14/18 L'enfant découpait des images
de Paola de Pietri

critiqué par JulesRomans, le 29 mai 2014
(Nantes - 66 ans)


La note:  étoiles
Les Vosges et l'imagerie d'Épinal aux avant-postes durant la Première Guerre mondiale
Nous avons là le catalogue des deux expositions temporaires "14/18 L’enfant découpait des images" et " Paola de Pietri photographies" (ou " Paola de Pietri to face") ; ces dernières se dérouleront du 25 avril au 11 novembre 1914.

La photographe Paola de Pietri a recherché en Italie les traces de la Grande Guerre, cent ans après là où passait le front. Comme le conte l’excellente BD "La mort blanche" (critiquée ici en mai 2014), on est dans la montagne et même parfois dans des endroits où persistent des plaques de neige quasiment toute l’année. Martine Sadoin présente ces clichés en particulier par ces termes :

« Ces photographies ne sont pas spectaculaires, ni leur teintes éclatantes. Elles sont cependant composées pour nous faire voir simplement – prêts de disparaître et cachés dans de somptueux paysages – cette tranchée qui serpente dans la forêt des mélèzes, les cavités dans les parois de pierre, les trous d’obus où stagne encore la neige… Un temps bousculé par les errements des hommes, la nature a repris ses tâches et – on l’imagine ainsi – son devoir d’effacer, de revenir à son état premier… ».

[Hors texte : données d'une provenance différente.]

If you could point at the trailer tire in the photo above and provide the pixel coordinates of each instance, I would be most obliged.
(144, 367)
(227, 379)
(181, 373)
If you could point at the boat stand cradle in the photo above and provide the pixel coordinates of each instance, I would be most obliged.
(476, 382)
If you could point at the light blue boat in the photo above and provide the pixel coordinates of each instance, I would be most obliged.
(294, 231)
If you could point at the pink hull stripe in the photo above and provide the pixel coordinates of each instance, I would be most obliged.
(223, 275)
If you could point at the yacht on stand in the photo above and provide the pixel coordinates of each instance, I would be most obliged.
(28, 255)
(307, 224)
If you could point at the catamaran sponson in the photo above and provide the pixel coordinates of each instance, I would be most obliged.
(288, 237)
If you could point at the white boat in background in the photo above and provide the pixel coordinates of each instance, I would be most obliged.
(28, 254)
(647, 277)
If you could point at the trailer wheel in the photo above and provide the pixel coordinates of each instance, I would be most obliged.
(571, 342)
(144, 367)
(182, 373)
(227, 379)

Entre 1915 et 1918, l’Imagerie Pellerin édite sa dernière grande série d’images ; c’est un peu son chant du cygne. Comme la presse enfantine, elle délivre des histoires en images sur une planche, dont la plus célèbre est celle réalisée par Hansi, qui se met lui-même en scène en caporal interprète dans "Le 152e poilus". Du fait qu'elle sort en 1915, les soldats ont encore leur pantalon rouge.

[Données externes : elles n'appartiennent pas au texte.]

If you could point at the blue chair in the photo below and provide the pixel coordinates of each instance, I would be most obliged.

Toutefois ses productions ne limitent pas à ces pages ancêtres de la BD, l’imagerie d’Épinal propose des maquettes à construire par pliage, des pantins, des figurines à découper, des lithographies sur un seul sujet, des cartes postales… Des thèmes sont dégagés, le contenu analysé, des dessinateurs sont présentés. La question de l’Alsace, région si proche de la préfecture des Vosges est très présente ; le fait que les troupes françaises soient arrivées (après avoir dû évacuer Mulhouse et Colmar) à tenir une petite cinquantaine de village dont Thann, Masevaux et Dannemarie pour les plus connus est prétexte à gloriole. On se rappellera que pour en savoir un peu plus par la fiction sur cette Alasace libérée, on dispose de Bécassine et la guerre un ouvrage produit en 1916 et de Finnele une BD, qui vient de sortir chez Delcourt, avec une action à et autour de Masevaux.

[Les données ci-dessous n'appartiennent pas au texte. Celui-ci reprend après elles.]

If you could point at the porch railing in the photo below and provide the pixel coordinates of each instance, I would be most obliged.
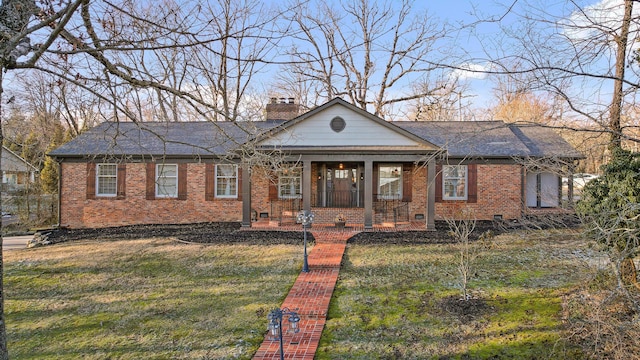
(338, 199)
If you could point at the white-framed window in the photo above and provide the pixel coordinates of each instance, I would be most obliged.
(454, 182)
(226, 182)
(390, 181)
(106, 180)
(167, 180)
(290, 183)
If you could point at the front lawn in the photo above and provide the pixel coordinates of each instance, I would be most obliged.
(144, 299)
(158, 299)
(402, 302)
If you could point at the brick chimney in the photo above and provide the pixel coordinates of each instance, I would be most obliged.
(282, 109)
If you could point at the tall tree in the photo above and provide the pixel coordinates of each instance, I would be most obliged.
(113, 49)
(365, 51)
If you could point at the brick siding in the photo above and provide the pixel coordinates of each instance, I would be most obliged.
(78, 211)
(499, 193)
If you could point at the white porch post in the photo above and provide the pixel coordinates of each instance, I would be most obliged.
(306, 185)
(431, 195)
(368, 194)
(246, 195)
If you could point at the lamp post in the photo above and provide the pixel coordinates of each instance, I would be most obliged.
(275, 318)
(306, 218)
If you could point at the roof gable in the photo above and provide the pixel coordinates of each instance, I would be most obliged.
(321, 128)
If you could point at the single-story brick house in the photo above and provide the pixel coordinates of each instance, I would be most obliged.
(334, 159)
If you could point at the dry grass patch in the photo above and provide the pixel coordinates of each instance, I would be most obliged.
(152, 299)
(395, 302)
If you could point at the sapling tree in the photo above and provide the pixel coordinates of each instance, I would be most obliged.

Le bilan des morts chez les artistes, ouvriers et cadres qui travaillaient pour l’imagerie Pellerin est très conséquent, meurent au combat ou de la grippe espagnole et en particulier Georges Pellerin. Il est nécessaire de renouveler un matériel usé et désuet pour passer à un autre mode de production, ce qui est d’autant plus difficile que les clients ne seront guère nombreux (peu d’enfants naissent entre 1914 et 1939). Pour la première fois des images de propagande sont destinées aux enfants et même si toutes les reproductions ne sont pas exclusivement pour ce lectorat, la lecture de ce catalogue d’exposition permet de mieux saisir les thèmes autour desquels on sensibilise les enfants.

Le thème de l’enfant héros permet d’aborder la question des départements occupés par les Allemands, si les Ardennes le sont complètement, les Vosges le sont (comme une douzaine d’autres) partiellement. C’est la région de Saint-Dié qui est dans ce cas. Aussi ce sont ombre de musées vosgiens qui proposent cet été une exposition temporaire sous un chapeau 14-18. Pour la préfecture les deux autres musées parleront des affiches de guerre et la vie dans ce qui est devenue zone des armées, Remiremont se centre sur les tableaux évoquant des épisodes de la Grande Guerre, Saint-Dié s’attache à la vie des femmes (et en particulier à celles en territoire aux mains des Allemands), Mirecourt s’intéresse aux musiciens.